Tax reconstruction: the position of the courts and the Ministry of Finance and their difference in approaches


Until recently, arbitration practice considering tax disputes taking into consideration for the possibility of tax reconstruction in a situation where the tax authorities challenged deductability of the expenses paid to a dishonest contractor.

Previously, by refusing deduction of expenses paid to an unfair counterparty, both tax and court practice recognized the possibility to take into consideration these expenses when calculating the taxable base of the company in the amount of actually incurred expenses. This process is called tax reconstruction. The purpose of tax reconstruction is to identify the real economic effect of the transactions, if the reality of the economic transaction is provenbut, expenses were overstated by the inclusion of an unfair counterparty into the process of supply of goods (performance of work, provision of services).

Previously, the possibility of deducting the expenses was determined by the calculation method, especially since the possibility of determining the amounts of taxes payable by the calculation method is provided in Art. 31 of the Russia Tax Code.

Position of the Russian Ministry of Finance

The Ministry of Finance of the Russian Federation issued a letter dated 13.12.2019 No. 01-03-11/97904, in which it expressed its opinion that due to the emergence of a new provision in the Russian Tax Code in 2017, (namely Art. 54.1 of the RussiaTax Code, which establishes the limits of the taxpayer’s tax rights) tax reconstruction as previously understood is no longer possible. In the opinion of the Ministry of Finance, the provisions introduced in 2017 prohibit distortion of tax accounting and prescribe the execution of the transaction only by the companiess directly stated in contract as a contracting party or other person or legal entity on the basis of a contract.

Litigation practice

Against this background, the judicial practice that is currently taking shape is contradictory. Thus, in the case of the KuzbasskonservmolokoCompany, the court of first instance sided with the taxpayer, while the court of second instance cancelled this decision and made a decision in favor of the tax authorities, indicating that tax reconstruction is not possible.

In another case, SIVA Les, the courts of first and second instance supported the tax authorities, stating that tax reconstruction and accounting of actually incurred expenses is not possible if the requirements of Article 54.1. of the Tax Code are not met.
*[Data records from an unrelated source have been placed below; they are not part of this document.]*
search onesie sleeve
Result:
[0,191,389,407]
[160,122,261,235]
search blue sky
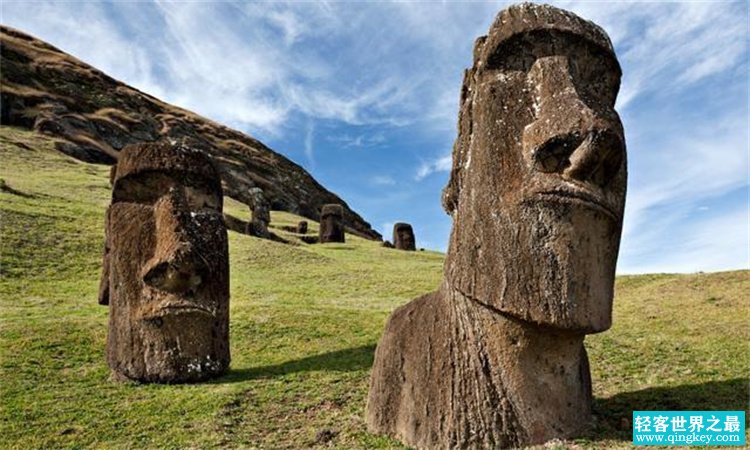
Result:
[0,0,750,273]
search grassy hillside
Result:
[0,127,750,449]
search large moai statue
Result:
[318,203,345,244]
[393,222,417,252]
[99,142,229,383]
[247,187,271,238]
[366,4,626,449]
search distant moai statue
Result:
[247,187,271,238]
[366,3,627,449]
[99,142,229,383]
[393,222,417,252]
[318,203,345,244]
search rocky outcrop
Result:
[0,26,380,240]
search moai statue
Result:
[318,203,345,244]
[393,222,417,252]
[247,187,271,238]
[99,142,229,383]
[366,3,626,449]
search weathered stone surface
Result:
[99,142,229,383]
[0,25,380,240]
[318,204,345,244]
[393,222,417,252]
[247,188,271,239]
[366,4,626,448]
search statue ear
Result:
[442,68,476,215]
[99,207,110,305]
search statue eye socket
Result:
[112,173,221,212]
[112,173,178,205]
[185,186,220,212]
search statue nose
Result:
[143,188,203,294]
[523,56,625,188]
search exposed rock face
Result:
[247,188,271,238]
[99,143,229,383]
[393,222,417,252]
[367,4,626,448]
[0,26,380,240]
[318,205,346,244]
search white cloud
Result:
[305,122,315,167]
[326,131,387,148]
[371,175,396,186]
[414,155,453,181]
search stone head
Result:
[443,4,626,332]
[393,222,417,251]
[100,142,229,382]
[319,203,345,243]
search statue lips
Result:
[535,188,620,222]
[140,298,216,321]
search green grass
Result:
[0,127,750,449]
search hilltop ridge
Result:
[0,26,381,240]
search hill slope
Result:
[0,127,750,449]
[0,26,380,240]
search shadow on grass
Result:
[586,378,750,441]
[213,344,375,383]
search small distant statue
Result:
[247,187,271,239]
[99,142,229,383]
[318,203,345,244]
[366,3,627,449]
[393,222,417,252]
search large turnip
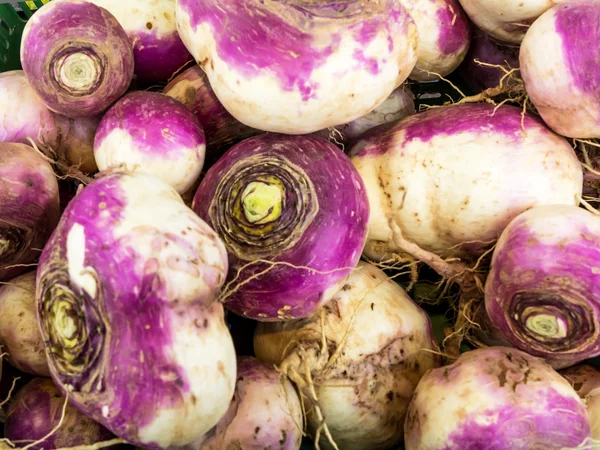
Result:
[36,172,236,449]
[176,0,418,134]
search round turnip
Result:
[0,142,60,281]
[192,134,369,320]
[21,0,134,117]
[36,172,236,449]
[485,205,600,368]
[519,0,600,138]
[350,104,583,259]
[176,0,418,134]
[254,262,439,450]
[0,270,50,377]
[404,347,590,450]
[4,378,113,450]
[94,91,206,194]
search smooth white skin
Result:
[94,128,206,194]
[254,262,437,450]
[406,347,582,450]
[352,121,583,259]
[401,0,470,81]
[176,3,418,134]
[67,173,237,448]
[0,270,50,377]
[519,6,600,138]
[459,0,564,43]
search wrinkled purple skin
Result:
[4,378,114,449]
[21,0,134,117]
[192,134,369,321]
[0,143,60,281]
[94,91,206,159]
[457,27,519,93]
[163,65,263,162]
[197,356,302,450]
[404,347,590,450]
[485,206,600,369]
[36,173,230,448]
[177,0,409,102]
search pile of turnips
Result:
[0,0,600,450]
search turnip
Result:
[404,347,590,450]
[458,27,519,93]
[519,0,600,138]
[176,0,418,134]
[36,172,236,449]
[197,356,303,450]
[21,0,134,117]
[459,0,563,43]
[163,65,262,160]
[350,104,583,259]
[94,91,206,194]
[315,83,415,151]
[0,70,100,173]
[485,205,600,368]
[0,143,60,281]
[0,270,50,377]
[192,134,369,321]
[4,378,113,449]
[560,364,600,440]
[400,0,471,81]
[83,0,193,81]
[254,262,439,450]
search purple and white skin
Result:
[314,83,415,146]
[192,134,369,321]
[485,205,600,369]
[21,0,134,118]
[176,0,418,134]
[457,27,519,93]
[400,0,471,81]
[94,91,206,194]
[458,0,564,44]
[0,270,50,377]
[0,142,60,281]
[4,378,114,450]
[163,65,263,160]
[194,356,304,450]
[254,261,440,450]
[404,347,590,450]
[350,104,583,260]
[0,70,100,174]
[560,364,600,440]
[519,0,600,138]
[88,0,194,82]
[36,172,236,449]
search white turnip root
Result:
[519,0,600,138]
[254,262,439,450]
[350,104,583,259]
[0,270,50,377]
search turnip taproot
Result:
[94,91,206,194]
[176,0,418,134]
[36,172,236,449]
[519,0,600,138]
[254,262,439,450]
[350,104,583,259]
[405,347,590,450]
[21,0,134,117]
[4,378,114,450]
[88,0,193,81]
[485,205,600,368]
[0,142,60,281]
[0,270,50,377]
[192,134,369,320]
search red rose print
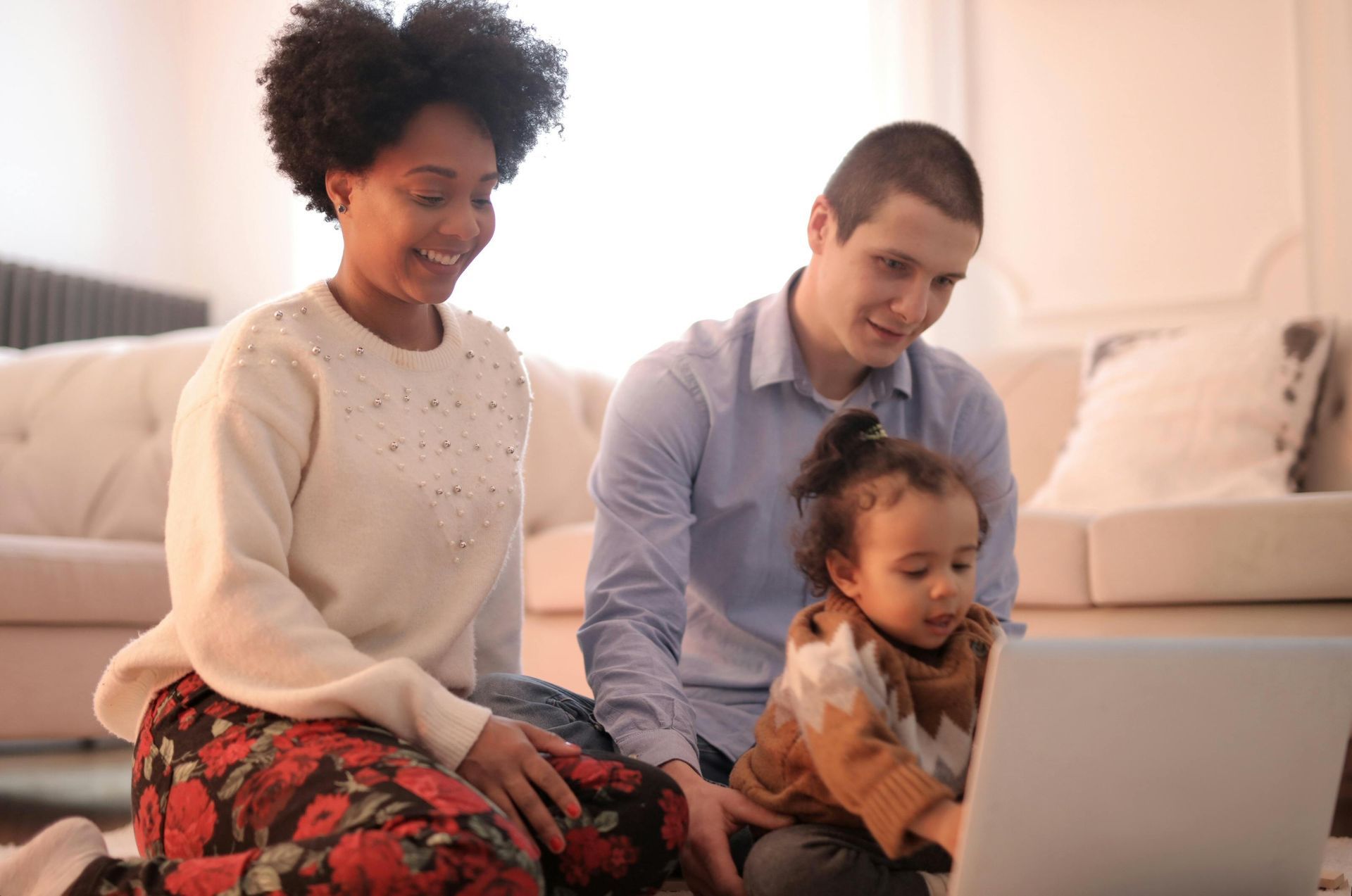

However, in January 2020, the court of cassation cancelled court acts of the first two instances in its resolution and sent the case for a new consideration, indicating that there is no prohibition of tax reconstruction using a calculation method in the norm of Article 54.1 of the Russian Tax Code.

We hope that in 2020 the court practice will develop a unified approach to this issue and will return to the previous direction, when the possibility of tax reconstruction was recognized by both the courts and the tax authorities. We will closely follow the developments.